We'll use the **F-test** to compare two nested models:
- Simple model: Y ~ X1
- Full model: Y ~ X1 + X2


In [4]:
X_simple = sm.add_constant(df['X1'])
model_simple = sm.OLS(df['Y'], X_simple).fit()
print("simple model summary: ")
display(model_simple.summary())

simple model summary: 


0,1,2,3
Dep. Variable:,Y,R-squared:,0.806
Model:,OLS,Adj. R-squared:,0.804
Method:,Least Squares,F-statistic:,407.4
Date:,"Wed, 30 Jul 2025",Prob (F-statistic):,1.1e-36
Time:,09:55:03,Log-Likelihood:,-219.12
No. Observations:,100,AIC:,442.2
Df Residuals:,98,BIC:,447.4
Df Model:,1,,
Covariance Type:,nonrobust,,

0,1,2,3,4,5,6
,coef,std err,t,P>|t|,[0.025,0.975]
const,1.2605,1.205,1.046,0.298,-1.130,3.651
X1,2.4420,0.121,20.184,0.000,2.202,2.682

0,1,2,3
Omnibus:,2.243,Durbin-Watson:,2.302
Prob(Omnibus):,0.326,Jarque-Bera (JB):,1.739
Skew:,0.15,Prob(JB):,0.419
Kurtosis:,3.572,Cond.
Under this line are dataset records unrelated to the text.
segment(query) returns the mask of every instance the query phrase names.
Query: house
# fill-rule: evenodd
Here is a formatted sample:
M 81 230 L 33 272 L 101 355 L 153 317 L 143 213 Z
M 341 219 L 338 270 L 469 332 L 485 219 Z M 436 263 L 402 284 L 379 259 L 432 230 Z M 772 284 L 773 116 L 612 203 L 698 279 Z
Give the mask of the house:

No.,55.4


### F-Test Formula

$
F = \frac{(R^2_{full} - R^2_{reduced}) / (k_{full} - k_{reduced})}{(1 - R^2_{full}) / (n - k_{full})}
$

Where:
- $ R^2_{full} $: R² of full model
- $ R^2_{reduced} $: R² of reduced model
- $ k $: number of parameters (including intercept)
- $ n $: number of data points


In [6]:
X_multiple = sm.add_constant(df[['X1', 'X2']])
model_multiple = sm.OLS(df['Y'], X_multiple).fit()
print("multiple model summary: ")
display(model_multiple.summary())

multiple model summary: 


0,1,2,3
Dep. Variable:,Y,R-squared:,0.814
Model:,OLS,Adj. R-squared:,0.811
Method:,Least Squares,F-statistic:,212.8
Date:,"Wed, 30 Jul 2025",Prob (F-statistic):,3.39e-36
Time:,09:57:07,Log-Likelihood:,-216.94
No. Observations:,100,AIC:,439.9
Df Residuals:,97,BIC:,447.7
Df Model:,2,,
Covariance Type:,nonrobust,,

0,1,2,3,4,5,6
,coef,std err,t,P>|t|,[0.025,0.975]
const,0.9164,1.196,0.766,0.446,-1.458,3.291
X1,2.2384,0.154,14.521,0.000,1.932,2.544
X2,0.4754,0.229,2.078,0.040,0.021,0.929

0,1,2,3
Omnibus:,3.125,Durbin-Watson:,2.22
Prob(Omnibus):,0.21,Jarque-Bera (JB):,3.08
Skew:,0.108,Prob(JB):,0.214
Kurtosis:,3.832,Cond. No.,62.5


In [15]:
# From regression output
r2_full = 0.814
r2_reduced = 0.806
n = 100
k_full = 3     # X1, X2, intercept
k_reduced = 2  # X1, intercept

numerator = (r2_full - r2_reduced) / (k_full - k_reduced)
denominator = (1 - r2_full) / (n - k_full)

F_manual = numerator / denominator
print(f"Manual F-statistic: {F_manual:.4f}")


Manual F-statistic: 4.1720


Adding X2 to a model that already includes X1 improves the model a little bit. The improvement is statistically significant, but not dramatic.

### When is it worth adding a predictor?

- If the **R² increases significantly**, and  
- The **p-value is small (< 0.05)** for the new variable or F-test,  
→ Then the added variable likely contributes meaningfully.

This helps avoid **overfitting** by only keeping significant predictors.